After our swim, we were heading back up river toward the mouth of the Yanuyacu when the motor on the peki-peki went out. Suddenly, there we all were -- me, Kate, two Dutch people named Jenin and Arnaud and an adventure travel guide writer named Nick, Ucil and the driver, Cleever -- adrift on the Amazon with only *one* paddle. The current in the river is strong, and I don't know that this one paddle could've even gotten us to shore. Fortunately, another group from the lodge had taken a similar trip -- no canoeing, no village -- to see the dolphins and were downstream of us. About half an hour later, they came along and one 15 HP little peki-peki motor towed our boats -- first as a flotilla, then as a direct tow -- back to the lodge. This was a difficult task, as the Yanuyacu's mouth is narrow and quite shallow in the dry season. We got stuck several times, and the swift current we were going against made the going *very slow.* It was three hours from the time they rescued us until we got back to the lodge, probably a journey of 45 minutes or an hour in a properly powered boat that isn't loaded with goods in addition to its passengers.

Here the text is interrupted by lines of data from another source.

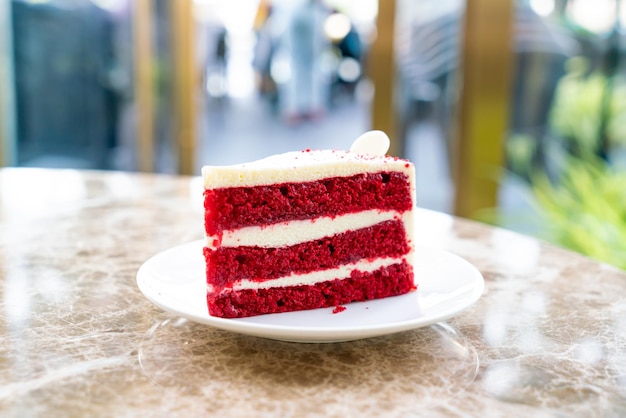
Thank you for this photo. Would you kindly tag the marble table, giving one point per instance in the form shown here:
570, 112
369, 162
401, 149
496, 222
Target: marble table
77, 337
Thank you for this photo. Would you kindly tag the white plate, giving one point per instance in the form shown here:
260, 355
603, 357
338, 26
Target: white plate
447, 284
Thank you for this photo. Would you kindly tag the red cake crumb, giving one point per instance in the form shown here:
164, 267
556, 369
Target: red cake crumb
247, 206
339, 309
388, 281
229, 264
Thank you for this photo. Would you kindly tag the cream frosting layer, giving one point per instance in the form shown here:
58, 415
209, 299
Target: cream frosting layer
341, 272
296, 232
301, 166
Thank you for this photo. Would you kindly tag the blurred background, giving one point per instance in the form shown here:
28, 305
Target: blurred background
514, 111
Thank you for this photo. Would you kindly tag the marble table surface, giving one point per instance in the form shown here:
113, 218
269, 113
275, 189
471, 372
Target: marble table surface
77, 337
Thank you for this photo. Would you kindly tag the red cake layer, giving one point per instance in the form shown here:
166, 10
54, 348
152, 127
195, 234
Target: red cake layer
393, 280
247, 206
226, 265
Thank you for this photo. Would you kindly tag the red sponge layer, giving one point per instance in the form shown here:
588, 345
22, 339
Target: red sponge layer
229, 264
247, 206
393, 280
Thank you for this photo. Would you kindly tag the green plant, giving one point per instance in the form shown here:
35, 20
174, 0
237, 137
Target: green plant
576, 113
585, 210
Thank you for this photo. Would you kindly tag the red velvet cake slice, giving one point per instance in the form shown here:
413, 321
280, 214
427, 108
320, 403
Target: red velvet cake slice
309, 229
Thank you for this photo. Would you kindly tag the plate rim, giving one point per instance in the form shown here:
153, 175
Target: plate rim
311, 334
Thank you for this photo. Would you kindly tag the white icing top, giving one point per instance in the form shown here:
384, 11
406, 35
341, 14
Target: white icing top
309, 165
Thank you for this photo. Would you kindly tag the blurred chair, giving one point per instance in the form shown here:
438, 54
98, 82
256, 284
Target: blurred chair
481, 115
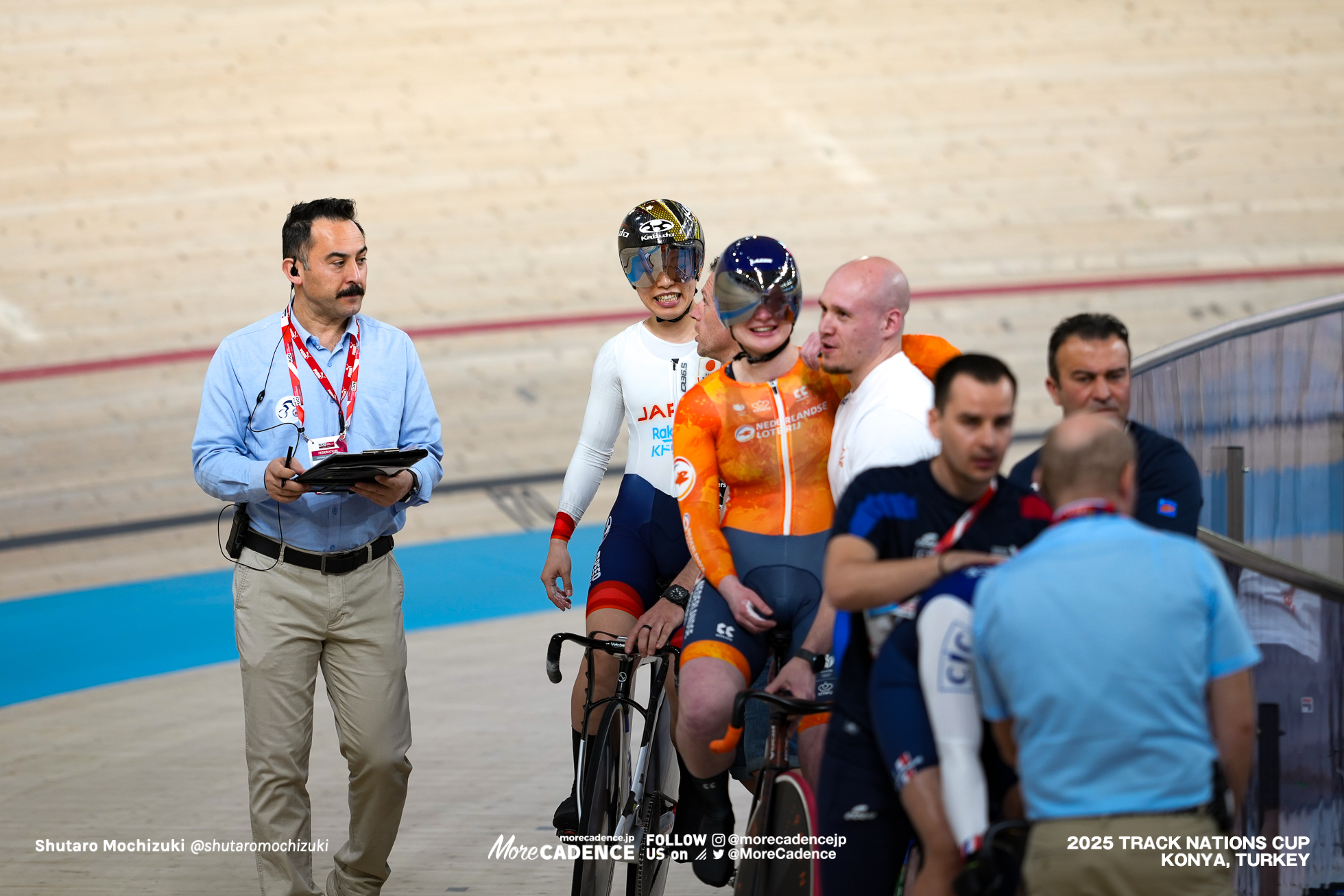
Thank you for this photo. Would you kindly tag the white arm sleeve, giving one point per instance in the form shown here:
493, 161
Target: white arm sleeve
946, 677
597, 438
887, 438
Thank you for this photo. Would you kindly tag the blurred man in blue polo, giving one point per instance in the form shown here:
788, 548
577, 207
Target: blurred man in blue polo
1089, 374
316, 582
1114, 670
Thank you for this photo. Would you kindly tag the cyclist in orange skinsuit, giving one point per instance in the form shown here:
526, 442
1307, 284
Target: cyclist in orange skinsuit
764, 429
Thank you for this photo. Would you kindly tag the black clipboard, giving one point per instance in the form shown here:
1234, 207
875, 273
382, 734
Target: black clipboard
339, 472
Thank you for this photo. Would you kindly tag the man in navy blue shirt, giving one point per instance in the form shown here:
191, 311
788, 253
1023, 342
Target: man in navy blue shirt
898, 531
1089, 374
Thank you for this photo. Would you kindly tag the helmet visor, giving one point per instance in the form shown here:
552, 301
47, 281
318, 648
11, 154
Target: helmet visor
644, 264
737, 302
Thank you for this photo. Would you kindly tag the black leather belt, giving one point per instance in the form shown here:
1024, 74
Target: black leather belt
324, 564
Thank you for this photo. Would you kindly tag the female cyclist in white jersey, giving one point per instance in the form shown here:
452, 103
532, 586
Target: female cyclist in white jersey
643, 572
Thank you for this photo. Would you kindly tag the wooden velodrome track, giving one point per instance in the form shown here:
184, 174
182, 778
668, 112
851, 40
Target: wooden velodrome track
151, 149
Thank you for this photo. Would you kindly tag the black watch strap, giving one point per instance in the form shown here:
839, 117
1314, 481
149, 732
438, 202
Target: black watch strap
677, 596
816, 660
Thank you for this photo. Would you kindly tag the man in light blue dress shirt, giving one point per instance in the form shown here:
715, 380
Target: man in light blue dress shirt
1114, 669
316, 582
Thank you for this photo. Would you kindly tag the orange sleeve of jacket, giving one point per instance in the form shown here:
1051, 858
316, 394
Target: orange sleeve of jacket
928, 352
695, 434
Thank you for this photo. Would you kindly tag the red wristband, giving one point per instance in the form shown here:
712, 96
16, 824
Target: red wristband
564, 527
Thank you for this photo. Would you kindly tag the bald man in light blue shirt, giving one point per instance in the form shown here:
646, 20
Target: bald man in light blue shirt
1114, 669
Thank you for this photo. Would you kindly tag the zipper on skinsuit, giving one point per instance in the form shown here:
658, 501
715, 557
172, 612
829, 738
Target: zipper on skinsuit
785, 461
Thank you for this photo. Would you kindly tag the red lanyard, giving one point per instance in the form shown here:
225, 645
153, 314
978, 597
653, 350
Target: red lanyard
964, 522
1075, 509
346, 403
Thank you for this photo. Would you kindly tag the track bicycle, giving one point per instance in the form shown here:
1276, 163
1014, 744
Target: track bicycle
619, 805
782, 803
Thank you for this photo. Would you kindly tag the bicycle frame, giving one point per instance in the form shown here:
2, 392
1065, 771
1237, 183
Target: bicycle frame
655, 725
777, 742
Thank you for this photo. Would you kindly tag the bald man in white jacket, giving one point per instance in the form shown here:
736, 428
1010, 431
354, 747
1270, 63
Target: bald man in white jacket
885, 418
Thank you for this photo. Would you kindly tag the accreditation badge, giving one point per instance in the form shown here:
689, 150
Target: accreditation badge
324, 445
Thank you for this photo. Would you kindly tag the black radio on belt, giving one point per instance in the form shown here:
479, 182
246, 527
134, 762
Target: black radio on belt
235, 546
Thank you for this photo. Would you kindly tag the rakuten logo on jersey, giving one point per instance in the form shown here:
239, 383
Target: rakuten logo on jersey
683, 477
662, 441
651, 413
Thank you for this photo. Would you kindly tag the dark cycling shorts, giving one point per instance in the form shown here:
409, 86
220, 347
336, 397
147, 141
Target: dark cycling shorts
858, 801
643, 550
785, 570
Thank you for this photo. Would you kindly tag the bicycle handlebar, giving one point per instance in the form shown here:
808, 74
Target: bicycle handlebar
608, 645
791, 705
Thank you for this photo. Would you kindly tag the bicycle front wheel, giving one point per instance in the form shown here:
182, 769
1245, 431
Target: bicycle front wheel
792, 813
600, 803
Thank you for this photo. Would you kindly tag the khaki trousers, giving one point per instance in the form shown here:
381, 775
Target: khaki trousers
1053, 869
288, 622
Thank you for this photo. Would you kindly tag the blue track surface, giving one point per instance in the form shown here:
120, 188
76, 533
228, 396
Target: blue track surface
82, 638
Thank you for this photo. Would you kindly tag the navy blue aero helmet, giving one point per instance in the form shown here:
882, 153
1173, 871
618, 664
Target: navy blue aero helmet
757, 270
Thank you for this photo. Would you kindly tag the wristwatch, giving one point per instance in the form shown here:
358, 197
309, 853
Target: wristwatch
816, 660
414, 485
676, 596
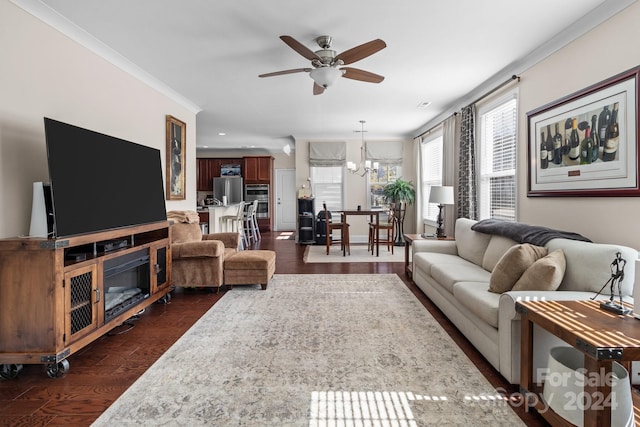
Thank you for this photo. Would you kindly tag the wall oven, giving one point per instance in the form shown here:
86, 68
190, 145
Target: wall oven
259, 192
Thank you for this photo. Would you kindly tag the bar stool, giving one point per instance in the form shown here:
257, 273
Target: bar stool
247, 223
235, 223
254, 221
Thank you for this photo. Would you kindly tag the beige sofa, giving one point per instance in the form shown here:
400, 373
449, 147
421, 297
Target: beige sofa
455, 275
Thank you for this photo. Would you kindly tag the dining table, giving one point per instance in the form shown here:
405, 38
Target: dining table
373, 213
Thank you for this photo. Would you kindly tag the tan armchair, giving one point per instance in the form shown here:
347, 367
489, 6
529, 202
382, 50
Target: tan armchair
197, 259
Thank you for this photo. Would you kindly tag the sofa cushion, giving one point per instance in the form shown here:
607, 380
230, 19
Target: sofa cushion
448, 275
544, 275
513, 264
471, 244
497, 247
475, 298
598, 256
426, 260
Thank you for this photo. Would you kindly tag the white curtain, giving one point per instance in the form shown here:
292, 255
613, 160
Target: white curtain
450, 144
417, 155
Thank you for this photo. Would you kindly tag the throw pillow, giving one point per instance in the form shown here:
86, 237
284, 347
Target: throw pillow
513, 264
544, 275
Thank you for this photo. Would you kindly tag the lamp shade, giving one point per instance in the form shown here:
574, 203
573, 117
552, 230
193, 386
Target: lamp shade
441, 195
325, 76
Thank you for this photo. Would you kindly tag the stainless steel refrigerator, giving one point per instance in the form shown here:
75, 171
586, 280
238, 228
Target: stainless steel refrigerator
229, 186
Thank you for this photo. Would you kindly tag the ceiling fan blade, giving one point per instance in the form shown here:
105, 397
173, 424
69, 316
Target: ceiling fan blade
359, 52
300, 48
365, 76
279, 73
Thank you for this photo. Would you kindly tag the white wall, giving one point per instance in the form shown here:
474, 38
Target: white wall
604, 52
44, 73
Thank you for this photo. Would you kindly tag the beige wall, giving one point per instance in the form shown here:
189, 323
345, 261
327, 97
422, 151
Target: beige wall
44, 73
604, 52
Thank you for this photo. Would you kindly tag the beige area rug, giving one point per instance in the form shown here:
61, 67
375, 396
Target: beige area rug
313, 350
359, 253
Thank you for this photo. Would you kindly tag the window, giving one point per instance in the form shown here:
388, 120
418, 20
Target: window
326, 184
386, 173
431, 173
497, 159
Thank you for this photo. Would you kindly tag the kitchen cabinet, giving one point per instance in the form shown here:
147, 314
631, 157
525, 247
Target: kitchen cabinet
59, 295
209, 168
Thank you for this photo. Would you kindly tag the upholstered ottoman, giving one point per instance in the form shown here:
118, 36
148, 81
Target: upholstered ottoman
250, 267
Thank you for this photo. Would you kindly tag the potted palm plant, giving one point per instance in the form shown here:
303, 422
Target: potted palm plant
402, 193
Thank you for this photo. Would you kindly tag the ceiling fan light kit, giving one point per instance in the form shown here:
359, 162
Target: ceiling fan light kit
325, 62
325, 76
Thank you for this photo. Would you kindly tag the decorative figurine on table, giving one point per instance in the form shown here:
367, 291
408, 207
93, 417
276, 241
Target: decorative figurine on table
617, 276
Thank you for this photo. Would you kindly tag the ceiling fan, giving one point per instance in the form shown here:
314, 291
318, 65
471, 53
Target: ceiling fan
326, 64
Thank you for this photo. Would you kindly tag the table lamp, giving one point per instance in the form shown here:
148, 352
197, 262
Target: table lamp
442, 196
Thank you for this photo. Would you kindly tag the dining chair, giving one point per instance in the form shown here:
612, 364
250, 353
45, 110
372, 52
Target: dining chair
389, 227
344, 232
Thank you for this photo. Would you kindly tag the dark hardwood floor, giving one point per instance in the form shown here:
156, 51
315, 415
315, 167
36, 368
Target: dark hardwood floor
102, 371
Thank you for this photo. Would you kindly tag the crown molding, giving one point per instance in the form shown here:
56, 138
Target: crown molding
52, 18
588, 22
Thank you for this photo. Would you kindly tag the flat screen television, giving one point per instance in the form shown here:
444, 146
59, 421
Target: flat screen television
100, 182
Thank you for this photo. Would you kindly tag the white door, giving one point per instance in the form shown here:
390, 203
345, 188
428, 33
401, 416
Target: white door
285, 199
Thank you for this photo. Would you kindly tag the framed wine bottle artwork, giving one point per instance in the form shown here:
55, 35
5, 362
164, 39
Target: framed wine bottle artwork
586, 144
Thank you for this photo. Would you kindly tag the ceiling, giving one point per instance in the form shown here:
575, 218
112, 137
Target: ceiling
209, 54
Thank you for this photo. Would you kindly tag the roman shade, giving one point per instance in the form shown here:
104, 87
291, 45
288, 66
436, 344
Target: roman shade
327, 153
387, 152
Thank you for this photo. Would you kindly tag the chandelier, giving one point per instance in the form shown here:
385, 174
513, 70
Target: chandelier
365, 165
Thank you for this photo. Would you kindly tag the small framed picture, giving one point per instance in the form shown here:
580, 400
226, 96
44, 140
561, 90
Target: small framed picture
176, 142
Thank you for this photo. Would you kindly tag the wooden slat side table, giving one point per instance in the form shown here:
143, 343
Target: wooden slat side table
602, 336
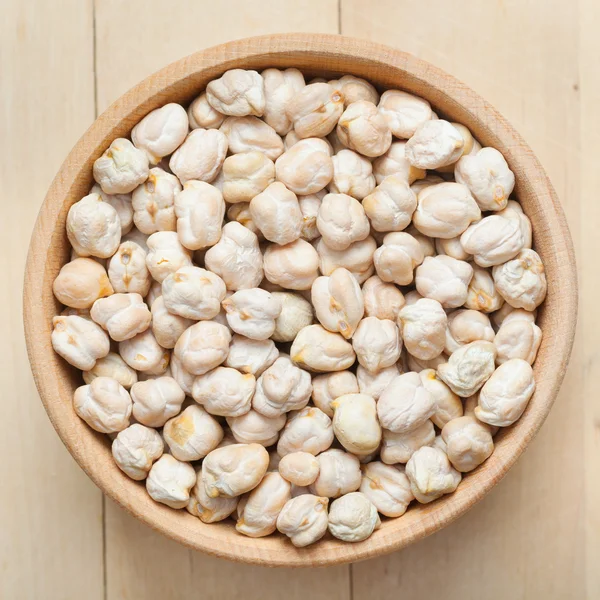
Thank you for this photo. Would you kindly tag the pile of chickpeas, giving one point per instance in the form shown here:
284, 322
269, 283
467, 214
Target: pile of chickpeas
301, 306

Darkness fell, the mosquitos came out, Cleever took a serious interest in my marital status (Thank god for the "boyfriends," Thor & Bob, who are "surfing in Mancora" while Kate and I visit the jungle), as well as wanting to know all about my plans for childbirth (soon, I told him). But Cleever also found something for me in the darkness. I asked, and he happily pointed out the Southern Cross. There it was. My first time to see the Southern Cross. And in the Amazon to boot.